Equity markets were mixed last week with small caps, oil, growth stocks, and the U.S. dollar posting gains while interest rates moved sideways.  Robust earnings reports, sound economic reports (jobs, wages, inflation), and relative calm on the geopolitical front put a slightly more constructive hue on the market consolidation in place since late January.

Market Anecdotes

  • Markets initially viewed last week’s FOMC meeting as relatively dovish (U.S. dollar down, stocks up, yield curve steepened).  Inflation has crept up to the Fed target, but they seem comfortable letting it run above 2% for a while. PCE jumped from 1.6% to 1.9% last month.
  • With a positive trajectory on inflation data and one 2018 hike in the books, futures markets are pricing June, September, December rate hike probabilities at 100%, 70%, and 38% respectively.
  • Uncertainty surrounding U.S. – Sino trade talks weighed on markets last week, taking the S&P 500 below its 200day moving average, but ultimately bounced off that technical support level.
  • The economic expansion entered its 107th month this week which ties it with the 1960s expansion for second longest expansion on record – we are now only 15 months short of the longest expansion in history (March 1991 through March 2001).
  • The U3 3.9% unemployment rate in April was the first time since April 2000 we’ve seen sub-4% and the U6 rate of 7.8% is at its lowest level since 2001.  U3 rate has only been lower than 3.9% one month since the 1960’s.

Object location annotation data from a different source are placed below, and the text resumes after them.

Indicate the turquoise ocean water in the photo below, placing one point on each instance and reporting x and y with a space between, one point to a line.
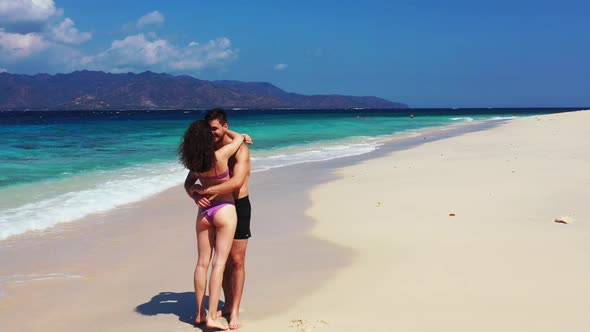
57 167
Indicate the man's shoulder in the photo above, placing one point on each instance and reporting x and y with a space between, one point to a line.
243 152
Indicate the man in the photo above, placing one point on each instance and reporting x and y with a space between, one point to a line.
239 166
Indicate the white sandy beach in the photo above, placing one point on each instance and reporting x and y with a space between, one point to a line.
456 234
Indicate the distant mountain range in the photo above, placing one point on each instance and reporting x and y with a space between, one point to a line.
83 90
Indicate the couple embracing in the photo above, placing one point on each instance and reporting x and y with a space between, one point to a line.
217 158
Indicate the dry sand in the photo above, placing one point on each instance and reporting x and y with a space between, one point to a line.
455 234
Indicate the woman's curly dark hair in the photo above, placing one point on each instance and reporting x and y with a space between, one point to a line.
197 151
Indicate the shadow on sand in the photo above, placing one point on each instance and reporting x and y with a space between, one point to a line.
183 305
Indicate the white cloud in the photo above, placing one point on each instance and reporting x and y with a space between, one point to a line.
141 52
27 10
281 66
67 33
14 46
153 18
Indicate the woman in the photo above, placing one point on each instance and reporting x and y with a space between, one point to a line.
215 224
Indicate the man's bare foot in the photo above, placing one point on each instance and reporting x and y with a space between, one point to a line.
234 322
201 317
218 323
224 312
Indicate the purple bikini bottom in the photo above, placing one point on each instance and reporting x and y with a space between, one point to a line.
211 211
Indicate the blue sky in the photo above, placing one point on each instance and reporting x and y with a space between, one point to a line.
423 53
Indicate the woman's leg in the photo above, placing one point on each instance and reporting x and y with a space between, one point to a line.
205 242
225 225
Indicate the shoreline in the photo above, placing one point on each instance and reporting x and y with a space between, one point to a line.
125 236
394 139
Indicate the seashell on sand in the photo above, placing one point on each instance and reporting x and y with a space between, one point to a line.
564 220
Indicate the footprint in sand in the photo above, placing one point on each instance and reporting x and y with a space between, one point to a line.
303 325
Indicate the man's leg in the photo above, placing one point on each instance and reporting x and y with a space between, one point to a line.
237 280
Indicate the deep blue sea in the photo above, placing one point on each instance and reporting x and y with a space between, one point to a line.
61 166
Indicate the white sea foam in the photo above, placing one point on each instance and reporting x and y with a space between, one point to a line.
40 206
23 278
464 118
315 152
76 197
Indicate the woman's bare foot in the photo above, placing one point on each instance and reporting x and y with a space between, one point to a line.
218 323
234 321
224 312
201 317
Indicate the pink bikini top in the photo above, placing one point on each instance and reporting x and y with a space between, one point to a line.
216 176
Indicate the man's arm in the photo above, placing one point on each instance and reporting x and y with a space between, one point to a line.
240 172
189 182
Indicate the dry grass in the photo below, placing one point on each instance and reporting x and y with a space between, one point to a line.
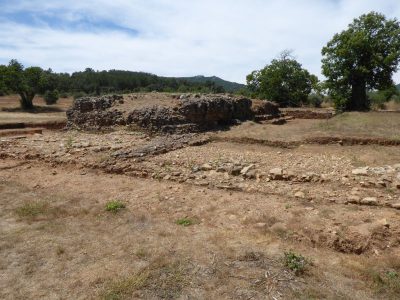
32 209
371 124
161 279
11 113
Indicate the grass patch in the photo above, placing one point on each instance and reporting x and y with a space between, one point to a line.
185 222
368 124
295 262
161 280
386 283
123 287
32 209
114 206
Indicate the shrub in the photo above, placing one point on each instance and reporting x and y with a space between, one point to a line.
79 95
295 262
185 222
32 209
64 95
114 206
315 100
51 97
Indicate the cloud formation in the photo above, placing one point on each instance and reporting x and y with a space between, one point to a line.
175 38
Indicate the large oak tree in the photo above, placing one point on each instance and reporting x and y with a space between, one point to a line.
363 57
283 81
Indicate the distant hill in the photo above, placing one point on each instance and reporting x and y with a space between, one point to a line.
229 86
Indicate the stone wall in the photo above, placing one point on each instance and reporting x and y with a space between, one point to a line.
191 113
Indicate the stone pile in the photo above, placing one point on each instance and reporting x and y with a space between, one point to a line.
190 113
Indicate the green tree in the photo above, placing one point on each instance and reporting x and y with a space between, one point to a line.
26 82
363 57
283 81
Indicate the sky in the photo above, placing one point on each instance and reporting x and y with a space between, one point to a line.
225 38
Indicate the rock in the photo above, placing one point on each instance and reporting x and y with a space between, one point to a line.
251 174
206 167
300 195
383 222
360 171
395 205
235 170
396 184
264 107
260 225
369 201
276 173
245 170
95 112
191 113
279 121
354 199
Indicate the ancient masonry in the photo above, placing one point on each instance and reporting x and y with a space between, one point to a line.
190 113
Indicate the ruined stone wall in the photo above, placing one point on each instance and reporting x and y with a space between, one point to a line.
191 113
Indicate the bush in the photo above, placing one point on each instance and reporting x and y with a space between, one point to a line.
79 95
185 222
64 95
315 100
114 206
51 97
295 262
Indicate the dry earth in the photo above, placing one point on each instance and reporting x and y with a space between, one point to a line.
244 205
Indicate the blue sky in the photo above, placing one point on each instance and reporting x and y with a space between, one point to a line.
226 38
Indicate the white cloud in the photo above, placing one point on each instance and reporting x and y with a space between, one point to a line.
178 38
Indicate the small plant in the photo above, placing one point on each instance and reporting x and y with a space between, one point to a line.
51 97
60 250
69 143
295 262
114 206
185 222
32 209
142 253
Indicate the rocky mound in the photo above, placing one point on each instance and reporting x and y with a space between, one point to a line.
191 113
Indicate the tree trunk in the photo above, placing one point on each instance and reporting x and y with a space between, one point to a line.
358 101
26 100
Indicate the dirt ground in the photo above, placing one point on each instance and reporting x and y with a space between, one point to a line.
210 220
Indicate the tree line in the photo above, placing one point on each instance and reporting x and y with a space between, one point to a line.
30 81
358 64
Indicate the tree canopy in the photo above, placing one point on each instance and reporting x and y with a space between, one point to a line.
27 82
363 57
283 81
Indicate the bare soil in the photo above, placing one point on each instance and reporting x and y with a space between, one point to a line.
244 205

  • Thus far, Q1 revenue and earnings beat rates are 72.3% and 69.7% respectively – both strong results.  Earnings guidance has been positively skewed. With 80% of S&P 500 companies reporting, blended earnings are on pace for 24.3% growth – the highest rate since 2011.

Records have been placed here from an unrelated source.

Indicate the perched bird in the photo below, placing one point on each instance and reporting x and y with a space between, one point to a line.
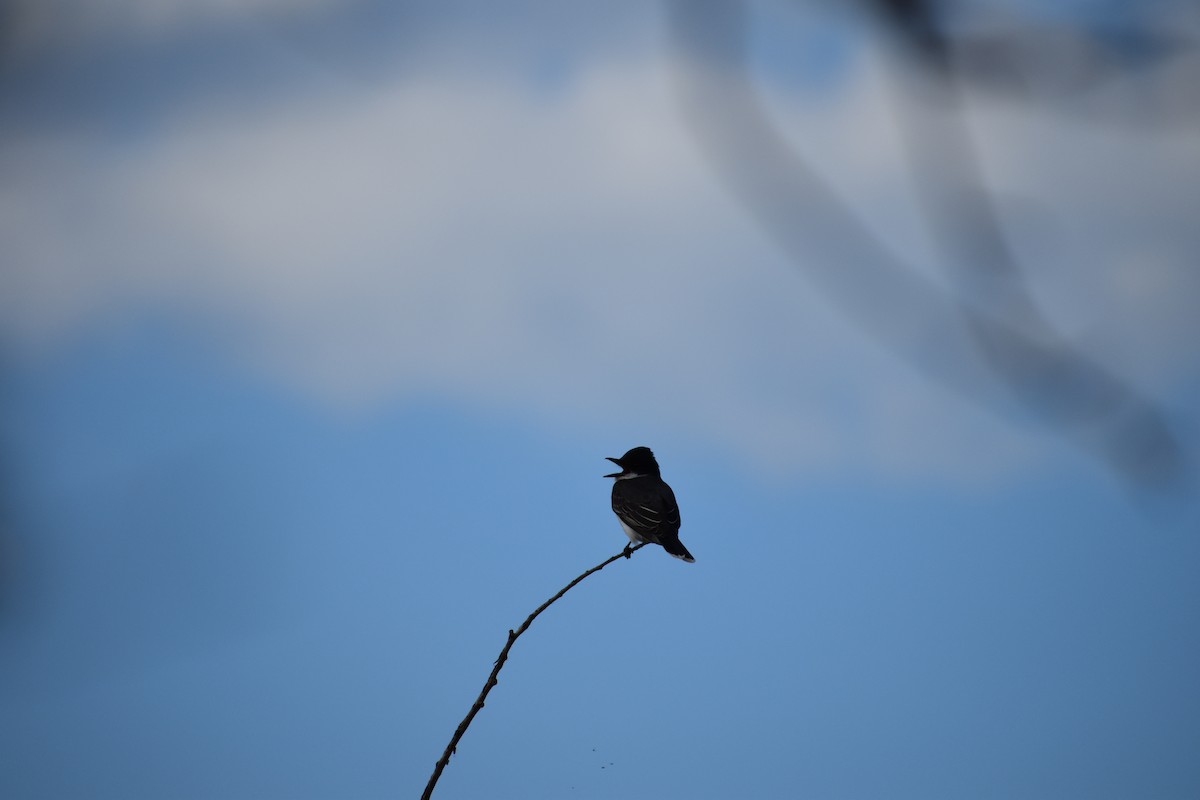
645 504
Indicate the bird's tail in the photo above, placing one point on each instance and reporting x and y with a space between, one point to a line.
675 547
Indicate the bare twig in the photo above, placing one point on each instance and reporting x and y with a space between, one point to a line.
499 663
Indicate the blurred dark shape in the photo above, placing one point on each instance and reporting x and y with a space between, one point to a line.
984 336
1048 61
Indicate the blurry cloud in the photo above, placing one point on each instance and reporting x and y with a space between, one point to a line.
479 234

  • Corporations have announced $1.7t in global M&A deals so far this year, on pace for a new record level of consolidation activity.
  • After outpacing U.S. growth for two consecutive years, the Eurozone generated an underwhelming Q1 annualized rate of 1.7%.  Of note is that while the European economy may be cooling but their equity markets have been outperforming over the past 4-5 weeks.

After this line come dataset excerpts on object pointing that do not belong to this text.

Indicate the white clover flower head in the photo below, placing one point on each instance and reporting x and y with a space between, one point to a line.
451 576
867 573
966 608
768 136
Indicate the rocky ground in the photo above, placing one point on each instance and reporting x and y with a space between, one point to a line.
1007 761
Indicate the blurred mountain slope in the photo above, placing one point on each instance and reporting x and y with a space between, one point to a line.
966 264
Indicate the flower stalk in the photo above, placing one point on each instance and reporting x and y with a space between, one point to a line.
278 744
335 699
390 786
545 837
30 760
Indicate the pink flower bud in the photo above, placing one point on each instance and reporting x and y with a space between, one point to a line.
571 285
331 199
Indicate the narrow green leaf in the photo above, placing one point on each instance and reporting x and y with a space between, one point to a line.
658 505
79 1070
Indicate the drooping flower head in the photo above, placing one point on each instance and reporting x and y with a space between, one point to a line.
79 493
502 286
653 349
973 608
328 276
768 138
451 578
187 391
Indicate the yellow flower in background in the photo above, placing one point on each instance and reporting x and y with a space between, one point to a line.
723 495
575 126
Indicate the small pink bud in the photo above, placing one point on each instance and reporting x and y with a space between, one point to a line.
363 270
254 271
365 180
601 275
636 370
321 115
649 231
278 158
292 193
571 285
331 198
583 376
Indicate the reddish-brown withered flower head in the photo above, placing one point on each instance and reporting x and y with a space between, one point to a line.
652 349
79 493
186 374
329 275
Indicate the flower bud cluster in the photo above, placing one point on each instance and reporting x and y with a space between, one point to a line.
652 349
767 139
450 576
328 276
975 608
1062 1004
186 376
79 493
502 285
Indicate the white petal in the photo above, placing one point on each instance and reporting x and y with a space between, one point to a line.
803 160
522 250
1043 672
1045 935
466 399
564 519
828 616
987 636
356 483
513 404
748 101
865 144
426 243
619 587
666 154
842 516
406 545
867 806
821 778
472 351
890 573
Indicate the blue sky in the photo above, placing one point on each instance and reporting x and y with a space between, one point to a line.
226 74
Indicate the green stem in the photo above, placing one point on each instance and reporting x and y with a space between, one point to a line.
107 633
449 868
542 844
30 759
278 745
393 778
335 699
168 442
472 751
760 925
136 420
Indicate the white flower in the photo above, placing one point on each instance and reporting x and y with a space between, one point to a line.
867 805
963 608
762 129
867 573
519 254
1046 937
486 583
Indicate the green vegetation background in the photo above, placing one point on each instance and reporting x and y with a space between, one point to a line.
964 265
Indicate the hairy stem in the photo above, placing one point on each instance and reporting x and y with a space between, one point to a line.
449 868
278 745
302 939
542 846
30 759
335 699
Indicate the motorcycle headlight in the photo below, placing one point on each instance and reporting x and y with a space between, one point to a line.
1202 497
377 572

  • After a weak 2017, the U.S. dollar has put on a nice rally since mid-April.  Last week, the USD broke through its 200-day moving average for the first time in nearly a year.
  • Nomura noted several statistics showing marginal improvements across Japanese corporate governance landscape.
    • The ratio of cross-shareholdings to the total market cap of all listed Japanese companies fell from 20% in the 2000s to a record low of 15% in FY2017.
    • The percentage of listed companies with over ⅓ independent directors has gone from 6% to 27% over the past three years.
    • Labor force participation of women and older workers has improved notably since 2012 and the number of foreign workers has doubled over the same period.
  • Economic Release Highlights
    • Inflation acceleration remains solid.  March PCE of 2% has finally reached the Fed’s target and core PCE jumped from 1.6% to 1.9% – largely due to an extremely weak March 2017 print rolling off.  Of note is that the 3m/3m core PCE has moved to 2.5%.
    • The April jobs report confirmed the job market is as strong as its been in over 40 years.  164,000 jobs created missed expectations but still took the unemployment rate down to 3.9%.
    • Wages are slowly ticking higher but still relatively benign.  Last week revealed 4.45% YoY wages and salary growth, near the strongest levels of the expansion but wage growth in the BLS jobs report registered a modest 2.6% level.
    • Real consumer spending (3m/3m) through March of 1.06% remains stubbornly low.
    • ISM Manufacturing (57.3) reflected continued strength across the manufacturing sector but pointed to potential capacity stress.  ISM Services (56.8) missed expectations.